We are not persuaded by defendant's argument that County Court committed reversible error by providing the jury with an annotated verdict sheet during the court's charge. We note that defense counsel initially objected to the use of any annotations on the verdict sheet. Although an annotated verdict sheet was ultimately utilized, defense counsel reviewed the annotations, requested that certain changes be made to the annotations, which County Court accepted, and consented to the final version of the annotated verdict sheet provided to the jury (see People v Angelo, 88 NY2d 217, 224 [1996]; People v McCloud, 121 AD3d 1286, 1290 [2014], lv denied 25 NY3d 1167 [2015]).[FN*] We further conclude that the annotations did not run afoul of CPL 310.20 (2) and that they were "appropriately included . . . so that the jury could distinguish the submitted counts" (People v Lewis, 23 NY3d 179, 187 [2014]). Nor do we find merit in defendant's argument that the annotations in the verdict sheet materially differed from the court's oral instructions.

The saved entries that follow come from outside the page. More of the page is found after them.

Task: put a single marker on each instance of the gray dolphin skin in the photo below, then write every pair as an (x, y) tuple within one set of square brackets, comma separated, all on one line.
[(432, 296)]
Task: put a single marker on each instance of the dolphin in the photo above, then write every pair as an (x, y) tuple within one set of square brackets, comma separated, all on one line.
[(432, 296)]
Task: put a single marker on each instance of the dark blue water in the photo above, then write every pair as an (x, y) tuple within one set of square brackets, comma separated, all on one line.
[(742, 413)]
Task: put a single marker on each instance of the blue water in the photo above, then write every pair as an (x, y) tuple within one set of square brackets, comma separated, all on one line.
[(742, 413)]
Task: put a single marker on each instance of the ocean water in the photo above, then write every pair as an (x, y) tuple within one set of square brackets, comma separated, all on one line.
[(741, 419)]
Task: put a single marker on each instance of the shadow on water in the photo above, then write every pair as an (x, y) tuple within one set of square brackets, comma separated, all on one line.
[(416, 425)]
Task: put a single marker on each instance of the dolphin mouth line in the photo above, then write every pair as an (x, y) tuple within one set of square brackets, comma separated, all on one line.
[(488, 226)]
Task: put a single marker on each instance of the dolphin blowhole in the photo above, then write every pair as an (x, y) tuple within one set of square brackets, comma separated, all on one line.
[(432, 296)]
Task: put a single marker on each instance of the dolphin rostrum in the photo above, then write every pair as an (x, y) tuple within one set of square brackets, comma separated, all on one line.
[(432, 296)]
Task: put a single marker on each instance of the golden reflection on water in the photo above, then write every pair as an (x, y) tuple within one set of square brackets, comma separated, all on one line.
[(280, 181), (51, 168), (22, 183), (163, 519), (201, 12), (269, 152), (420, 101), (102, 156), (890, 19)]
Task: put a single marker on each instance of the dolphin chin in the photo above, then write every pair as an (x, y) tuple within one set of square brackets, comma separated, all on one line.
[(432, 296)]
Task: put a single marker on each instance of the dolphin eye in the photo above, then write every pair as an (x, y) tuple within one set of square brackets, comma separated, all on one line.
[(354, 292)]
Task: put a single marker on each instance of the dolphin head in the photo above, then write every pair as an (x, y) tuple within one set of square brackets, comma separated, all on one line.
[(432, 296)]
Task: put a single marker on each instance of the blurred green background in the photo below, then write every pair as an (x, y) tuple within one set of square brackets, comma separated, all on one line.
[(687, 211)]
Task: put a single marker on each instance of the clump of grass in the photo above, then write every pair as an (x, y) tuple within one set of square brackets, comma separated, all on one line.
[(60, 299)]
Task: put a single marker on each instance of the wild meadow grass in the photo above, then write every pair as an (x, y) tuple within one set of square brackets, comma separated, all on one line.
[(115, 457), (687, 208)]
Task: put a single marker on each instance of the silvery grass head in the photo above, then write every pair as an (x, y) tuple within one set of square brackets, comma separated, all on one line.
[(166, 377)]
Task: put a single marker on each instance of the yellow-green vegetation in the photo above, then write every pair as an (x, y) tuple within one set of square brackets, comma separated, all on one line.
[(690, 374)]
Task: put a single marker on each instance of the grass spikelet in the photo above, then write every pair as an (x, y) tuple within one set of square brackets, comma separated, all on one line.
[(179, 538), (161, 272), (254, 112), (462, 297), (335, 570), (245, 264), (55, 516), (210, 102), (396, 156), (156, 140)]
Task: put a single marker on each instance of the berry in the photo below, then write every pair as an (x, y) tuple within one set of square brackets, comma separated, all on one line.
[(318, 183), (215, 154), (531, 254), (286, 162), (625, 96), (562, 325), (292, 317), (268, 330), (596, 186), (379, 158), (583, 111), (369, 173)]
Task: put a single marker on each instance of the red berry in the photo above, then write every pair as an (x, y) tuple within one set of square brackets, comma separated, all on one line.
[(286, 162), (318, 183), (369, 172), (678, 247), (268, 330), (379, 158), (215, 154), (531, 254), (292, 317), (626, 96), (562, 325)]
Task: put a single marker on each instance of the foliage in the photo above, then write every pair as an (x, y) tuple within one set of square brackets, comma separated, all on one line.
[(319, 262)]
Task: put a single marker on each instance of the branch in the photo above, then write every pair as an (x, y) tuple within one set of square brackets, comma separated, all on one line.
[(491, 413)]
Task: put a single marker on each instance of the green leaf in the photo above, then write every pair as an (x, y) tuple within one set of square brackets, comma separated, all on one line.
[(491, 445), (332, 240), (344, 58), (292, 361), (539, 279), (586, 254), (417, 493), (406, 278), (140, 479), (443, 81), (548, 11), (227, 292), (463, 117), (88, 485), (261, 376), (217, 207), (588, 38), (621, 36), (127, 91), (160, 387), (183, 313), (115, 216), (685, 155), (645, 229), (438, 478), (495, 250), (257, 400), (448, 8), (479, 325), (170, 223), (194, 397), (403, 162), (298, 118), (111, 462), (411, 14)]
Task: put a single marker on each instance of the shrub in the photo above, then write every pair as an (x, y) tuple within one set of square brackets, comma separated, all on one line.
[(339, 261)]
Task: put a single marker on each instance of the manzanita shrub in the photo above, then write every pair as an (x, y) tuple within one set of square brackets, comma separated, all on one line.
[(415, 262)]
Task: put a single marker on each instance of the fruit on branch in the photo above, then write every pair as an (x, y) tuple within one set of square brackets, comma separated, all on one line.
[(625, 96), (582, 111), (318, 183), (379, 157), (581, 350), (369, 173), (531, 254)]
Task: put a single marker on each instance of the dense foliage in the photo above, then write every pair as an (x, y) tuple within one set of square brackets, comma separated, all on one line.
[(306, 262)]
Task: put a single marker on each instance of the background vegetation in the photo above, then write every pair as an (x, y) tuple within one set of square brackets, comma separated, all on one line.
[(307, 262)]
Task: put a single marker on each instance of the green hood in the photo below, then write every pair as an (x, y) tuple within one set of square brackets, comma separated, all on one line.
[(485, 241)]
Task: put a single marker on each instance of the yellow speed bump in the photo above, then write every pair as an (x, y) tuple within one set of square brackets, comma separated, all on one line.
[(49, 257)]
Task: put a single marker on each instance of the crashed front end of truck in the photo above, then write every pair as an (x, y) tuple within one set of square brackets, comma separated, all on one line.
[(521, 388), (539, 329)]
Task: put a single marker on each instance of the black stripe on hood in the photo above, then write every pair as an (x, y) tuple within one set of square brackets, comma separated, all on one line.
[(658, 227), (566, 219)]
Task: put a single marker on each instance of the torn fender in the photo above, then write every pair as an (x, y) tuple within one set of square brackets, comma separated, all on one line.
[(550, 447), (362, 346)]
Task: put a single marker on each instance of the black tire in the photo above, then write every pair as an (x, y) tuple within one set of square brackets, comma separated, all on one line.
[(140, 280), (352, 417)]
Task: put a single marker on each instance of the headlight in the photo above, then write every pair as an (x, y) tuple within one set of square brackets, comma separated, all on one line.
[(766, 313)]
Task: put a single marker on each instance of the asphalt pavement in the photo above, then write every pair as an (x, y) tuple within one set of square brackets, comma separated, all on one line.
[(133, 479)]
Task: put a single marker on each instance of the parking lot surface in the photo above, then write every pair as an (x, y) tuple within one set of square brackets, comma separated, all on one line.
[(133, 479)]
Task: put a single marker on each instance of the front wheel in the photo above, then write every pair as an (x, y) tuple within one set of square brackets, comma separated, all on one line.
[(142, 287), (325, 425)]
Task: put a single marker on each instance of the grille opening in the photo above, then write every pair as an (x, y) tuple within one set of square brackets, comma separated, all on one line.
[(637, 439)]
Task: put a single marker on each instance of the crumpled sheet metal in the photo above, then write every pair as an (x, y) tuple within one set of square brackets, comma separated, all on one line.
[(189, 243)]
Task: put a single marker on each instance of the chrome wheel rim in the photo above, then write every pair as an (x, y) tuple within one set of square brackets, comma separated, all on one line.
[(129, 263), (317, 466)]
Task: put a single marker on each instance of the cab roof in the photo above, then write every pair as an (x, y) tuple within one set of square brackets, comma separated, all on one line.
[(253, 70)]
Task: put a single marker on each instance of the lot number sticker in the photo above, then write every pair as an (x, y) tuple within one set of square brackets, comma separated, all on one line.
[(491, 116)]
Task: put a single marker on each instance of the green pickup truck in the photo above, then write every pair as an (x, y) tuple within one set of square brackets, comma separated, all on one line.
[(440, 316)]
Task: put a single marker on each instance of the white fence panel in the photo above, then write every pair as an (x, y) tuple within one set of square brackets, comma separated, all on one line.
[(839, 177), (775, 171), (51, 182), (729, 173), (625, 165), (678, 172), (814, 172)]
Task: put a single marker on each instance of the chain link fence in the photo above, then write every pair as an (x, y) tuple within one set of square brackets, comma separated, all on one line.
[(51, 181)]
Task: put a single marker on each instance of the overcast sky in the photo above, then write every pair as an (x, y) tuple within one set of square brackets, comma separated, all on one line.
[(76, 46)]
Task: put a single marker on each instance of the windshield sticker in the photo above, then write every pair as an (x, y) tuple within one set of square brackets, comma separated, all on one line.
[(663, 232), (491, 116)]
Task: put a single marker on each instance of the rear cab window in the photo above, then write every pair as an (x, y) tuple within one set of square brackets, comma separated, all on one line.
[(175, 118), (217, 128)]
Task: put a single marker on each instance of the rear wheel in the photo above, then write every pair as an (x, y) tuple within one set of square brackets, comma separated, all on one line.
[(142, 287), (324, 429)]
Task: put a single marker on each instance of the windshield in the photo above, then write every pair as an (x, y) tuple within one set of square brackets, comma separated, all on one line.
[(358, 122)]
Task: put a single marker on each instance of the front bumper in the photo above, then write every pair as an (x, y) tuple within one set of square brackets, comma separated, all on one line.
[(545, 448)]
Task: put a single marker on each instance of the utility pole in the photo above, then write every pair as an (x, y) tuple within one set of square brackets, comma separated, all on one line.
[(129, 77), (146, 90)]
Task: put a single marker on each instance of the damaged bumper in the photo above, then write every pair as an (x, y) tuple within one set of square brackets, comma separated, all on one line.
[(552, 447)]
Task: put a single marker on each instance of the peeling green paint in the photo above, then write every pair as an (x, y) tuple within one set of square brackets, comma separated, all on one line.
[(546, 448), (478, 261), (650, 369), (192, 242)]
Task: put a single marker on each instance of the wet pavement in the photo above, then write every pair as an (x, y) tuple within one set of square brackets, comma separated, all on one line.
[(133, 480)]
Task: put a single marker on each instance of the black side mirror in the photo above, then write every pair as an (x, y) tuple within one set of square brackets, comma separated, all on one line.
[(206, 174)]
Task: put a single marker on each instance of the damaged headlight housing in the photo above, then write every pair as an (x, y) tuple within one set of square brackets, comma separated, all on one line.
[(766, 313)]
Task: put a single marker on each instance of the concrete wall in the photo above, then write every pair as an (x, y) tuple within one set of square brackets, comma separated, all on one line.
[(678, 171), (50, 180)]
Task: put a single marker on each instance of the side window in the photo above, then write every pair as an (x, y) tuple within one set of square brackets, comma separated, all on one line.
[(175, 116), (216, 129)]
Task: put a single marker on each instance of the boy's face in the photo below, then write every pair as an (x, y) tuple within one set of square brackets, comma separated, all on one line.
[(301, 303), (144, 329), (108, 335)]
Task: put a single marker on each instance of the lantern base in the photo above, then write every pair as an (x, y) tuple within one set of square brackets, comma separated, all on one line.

To that end, defendant was not denied the effective assistance of counsel because his counsel ultimately consented to the annotations on the verdict sheet (see People v O'Kane, 30 NY3d 669, 672-673 [2018]). Furthermore, on this record, defense counsel's failure to argue that the search warrant was not supported by probable cause or to object to the admission of certain evidence did not constitute deficient representation (see People v Garcia-Toro, 155 AD3d 1086, 1089-1090 [2017]; People v Ackerman, 141 AD3d 948, 950 [2016], lv denied 28 NY3d 1181 [2017]; People v Bowman, 139 AD3d 1251, 1253 [2016], lv denied 28 NY3d 927 [2016]). Defendant's other grievances with how his counsel represented him concern trial strategies; "[t]hat the strategy failed or that in hindsight a different strategy would have been better is insufficient to establish ineffective assistance" (People v Vecchio, 228 AD2d 820, 821 [1996]; see People v Henry, 129 AD3d 1334, 1336 [2015], lv denied 26 NY3d 930 [2015]). Defendant's remaining contentions, to the extent not specifically discussed herein, have been examined and lack merit.
Garry, P.J., McCarthy, Mulvey and Pritzker, JJ., concur. Ordered that the judgment is affirmed.